Vermont composer Matt LaRocca is an early collaborator with Cadwallader who eventually became VSO's creative projects chair. He says the executive director's legacy is his infusion of innovation into the orchestra's traditional mission.
"There's still a healthy dose of tradition, and there's a healthy dose of the new," LaRocca says. "I think that mix is what is going to keep everything alive."
Cadwallader grew up in South Burlington from age 7, played oboe in the Vermont Youth Orchestra Association and studied oboe performance at the Mannes School of Music in New York City. Halfway through a master's degree, he discovered an aptitude for administrative work under the mentorship of VSO music director Jaime Laredo, among others.
In 2012, Cadwallader became the education programs manager and director of the composer fellowship program at LA's premier orchestra, the Los Angeles Philharmonic. He continued working with composers when he took the job at the VSO, commissioning work from Vermont composers including LaRocca and Matthew Evan Taylor in Middlebury. In addition to two original commissions, LaRocca estimates he wrote "dozens" of orchestrations of popular and other music for Jukebox, the Wright show and a concert collaboration with the band Guster.
Because of Cadwallader, LaRocca suggests, "Now we're on the radar of new composers."
Cadwallader also made measurable efforts to increase the diversity and inclusionary practices of the VSO's programming, performers and staff. He established a partnership with the Sphinx Organization, a Detroit nonprofit that helps young African American and Latinx musicians develop and access auditions around the country, which he hopes will continue under the new executive director.
Cadwallader's new job will take him back to the SoCal metropolis with a similar goal of increasing diversity. Asked if he will miss Vermont, Cadwallader says, "Hell, yes. Everyone jokes, 'Oh, you're off to the California sunshine,' but I lived in Vermont from ages 7 to 18, and I will always be back for holidays. I will miss the people of Vermont."
Cadwallader says he didn't plan to leave the VSO so soon, especially given the announcement last fall of Laredo's planned retirement in 2021.
"This is not my ideal time frame," he says. "I would have been happy to see the new music director's first season through." (He will serve as strategic adviser on the music director search through August.) He also regrets having to miss the VSO's planned fall tour version of the Wright concert. But the Los Angeles Chamber Orchestra's search committee reached out to him and convinced him to apply, he says.
The LA orchestra is about five times larger than the VSO, Cadwallader estimates. Founded in 1968 to give top film and television recording studio musicians a classical outlet, it's among the best chamber orchestras in the country.
Though widely different, the VSO and the Los Angeles Chamber Orchestra share certain characteristics, Cadwallader says. In both groups of musicians, "there's a sense of family," he notes. "You can hear that in the music — the mutual love and respect the musicians have for one another."

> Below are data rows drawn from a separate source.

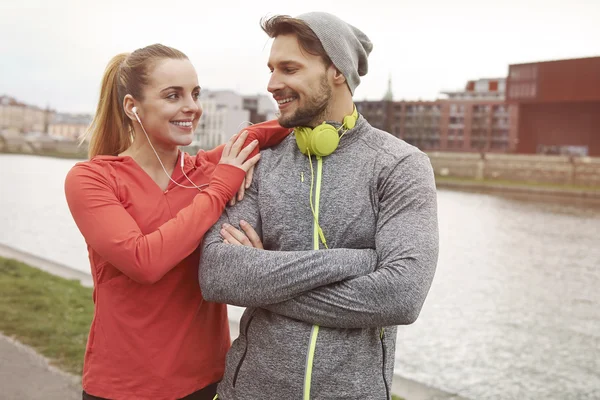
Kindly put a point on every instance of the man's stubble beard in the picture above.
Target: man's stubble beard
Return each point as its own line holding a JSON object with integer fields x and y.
{"x": 313, "y": 113}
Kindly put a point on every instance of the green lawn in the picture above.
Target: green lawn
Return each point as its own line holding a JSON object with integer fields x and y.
{"x": 48, "y": 313}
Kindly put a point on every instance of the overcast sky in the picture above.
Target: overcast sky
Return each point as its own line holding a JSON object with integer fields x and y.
{"x": 53, "y": 52}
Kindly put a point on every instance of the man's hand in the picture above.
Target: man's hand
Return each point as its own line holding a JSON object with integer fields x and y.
{"x": 234, "y": 236}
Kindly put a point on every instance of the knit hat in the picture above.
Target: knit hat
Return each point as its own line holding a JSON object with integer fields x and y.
{"x": 347, "y": 46}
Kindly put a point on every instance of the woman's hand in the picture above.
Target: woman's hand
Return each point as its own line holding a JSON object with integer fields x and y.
{"x": 234, "y": 236}
{"x": 234, "y": 154}
{"x": 245, "y": 185}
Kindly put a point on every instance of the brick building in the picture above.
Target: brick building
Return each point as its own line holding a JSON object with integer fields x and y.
{"x": 557, "y": 106}
{"x": 475, "y": 119}
{"x": 541, "y": 108}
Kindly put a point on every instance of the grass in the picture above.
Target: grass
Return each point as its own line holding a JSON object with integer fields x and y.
{"x": 46, "y": 312}
{"x": 49, "y": 313}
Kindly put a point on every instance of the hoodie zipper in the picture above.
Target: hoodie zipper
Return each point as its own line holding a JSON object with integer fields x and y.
{"x": 315, "y": 328}
{"x": 382, "y": 338}
{"x": 237, "y": 370}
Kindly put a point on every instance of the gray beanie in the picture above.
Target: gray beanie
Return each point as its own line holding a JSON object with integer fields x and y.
{"x": 347, "y": 46}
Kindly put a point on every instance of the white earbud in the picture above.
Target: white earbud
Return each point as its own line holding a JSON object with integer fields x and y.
{"x": 134, "y": 110}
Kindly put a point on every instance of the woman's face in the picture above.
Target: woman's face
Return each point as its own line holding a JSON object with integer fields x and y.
{"x": 171, "y": 108}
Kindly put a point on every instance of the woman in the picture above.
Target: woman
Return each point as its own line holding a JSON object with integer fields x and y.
{"x": 143, "y": 207}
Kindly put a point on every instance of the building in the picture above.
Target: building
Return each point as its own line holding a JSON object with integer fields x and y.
{"x": 548, "y": 107}
{"x": 475, "y": 119}
{"x": 69, "y": 126}
{"x": 226, "y": 112}
{"x": 481, "y": 89}
{"x": 23, "y": 118}
{"x": 557, "y": 106}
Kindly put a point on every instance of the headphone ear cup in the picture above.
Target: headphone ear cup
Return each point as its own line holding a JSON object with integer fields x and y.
{"x": 324, "y": 140}
{"x": 349, "y": 121}
{"x": 302, "y": 139}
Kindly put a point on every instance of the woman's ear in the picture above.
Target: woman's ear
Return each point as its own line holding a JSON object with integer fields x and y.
{"x": 128, "y": 105}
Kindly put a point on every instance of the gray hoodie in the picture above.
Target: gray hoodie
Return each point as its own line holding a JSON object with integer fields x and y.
{"x": 320, "y": 324}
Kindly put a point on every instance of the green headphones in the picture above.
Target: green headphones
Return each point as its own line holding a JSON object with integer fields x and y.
{"x": 323, "y": 139}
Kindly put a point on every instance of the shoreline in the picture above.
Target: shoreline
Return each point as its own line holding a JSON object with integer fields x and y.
{"x": 406, "y": 388}
{"x": 538, "y": 190}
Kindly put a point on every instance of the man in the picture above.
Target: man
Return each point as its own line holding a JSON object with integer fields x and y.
{"x": 349, "y": 232}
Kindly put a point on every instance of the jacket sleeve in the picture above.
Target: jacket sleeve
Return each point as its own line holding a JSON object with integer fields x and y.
{"x": 245, "y": 276}
{"x": 267, "y": 133}
{"x": 407, "y": 247}
{"x": 109, "y": 229}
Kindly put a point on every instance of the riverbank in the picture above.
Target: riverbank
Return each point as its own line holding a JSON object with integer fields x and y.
{"x": 542, "y": 190}
{"x": 546, "y": 190}
{"x": 38, "y": 298}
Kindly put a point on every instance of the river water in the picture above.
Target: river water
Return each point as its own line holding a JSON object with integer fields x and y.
{"x": 513, "y": 313}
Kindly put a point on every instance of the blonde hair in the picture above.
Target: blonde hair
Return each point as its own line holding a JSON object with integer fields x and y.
{"x": 111, "y": 131}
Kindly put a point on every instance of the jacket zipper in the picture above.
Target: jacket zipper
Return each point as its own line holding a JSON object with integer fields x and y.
{"x": 237, "y": 370}
{"x": 382, "y": 338}
{"x": 315, "y": 328}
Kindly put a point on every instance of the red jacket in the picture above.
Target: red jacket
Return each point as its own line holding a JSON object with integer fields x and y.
{"x": 153, "y": 336}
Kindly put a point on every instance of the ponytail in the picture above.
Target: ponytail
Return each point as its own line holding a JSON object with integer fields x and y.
{"x": 111, "y": 131}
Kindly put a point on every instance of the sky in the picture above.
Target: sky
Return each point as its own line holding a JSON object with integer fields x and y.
{"x": 53, "y": 53}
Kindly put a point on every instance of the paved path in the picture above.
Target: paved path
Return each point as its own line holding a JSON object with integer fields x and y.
{"x": 25, "y": 375}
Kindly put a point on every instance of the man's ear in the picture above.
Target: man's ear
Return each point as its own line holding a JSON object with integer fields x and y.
{"x": 337, "y": 77}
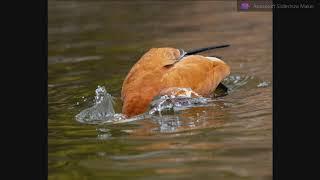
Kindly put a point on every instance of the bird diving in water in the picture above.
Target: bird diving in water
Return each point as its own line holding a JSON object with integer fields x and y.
{"x": 163, "y": 71}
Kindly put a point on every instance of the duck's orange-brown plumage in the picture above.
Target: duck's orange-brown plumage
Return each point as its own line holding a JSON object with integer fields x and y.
{"x": 159, "y": 71}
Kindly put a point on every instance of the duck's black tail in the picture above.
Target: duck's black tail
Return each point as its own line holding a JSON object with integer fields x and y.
{"x": 195, "y": 51}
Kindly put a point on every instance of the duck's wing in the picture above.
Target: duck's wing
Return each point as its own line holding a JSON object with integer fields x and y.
{"x": 201, "y": 74}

The VSO's next executive director, Cadwallader suggests, will need to be "an experienced fundraiser. I almost think that's more important than someone who's going to come up with a whole new suite of programming." Keeping the programming vital will be LaRocca's talents, a staff that now "understands about venue" and, "in an ideal world," the new music director.
Cadwallader's last day is February 7. Audiences will have a chance to say goodbye at two Jukebox concerts this weekend, at the January 22 Farmers' Night concert at the Statehouse in Montpelier — the last of its kind for both Laredo and Cadwallader — and at the "Love, Leila, and Luther" traditional concerts on January 25 and 26.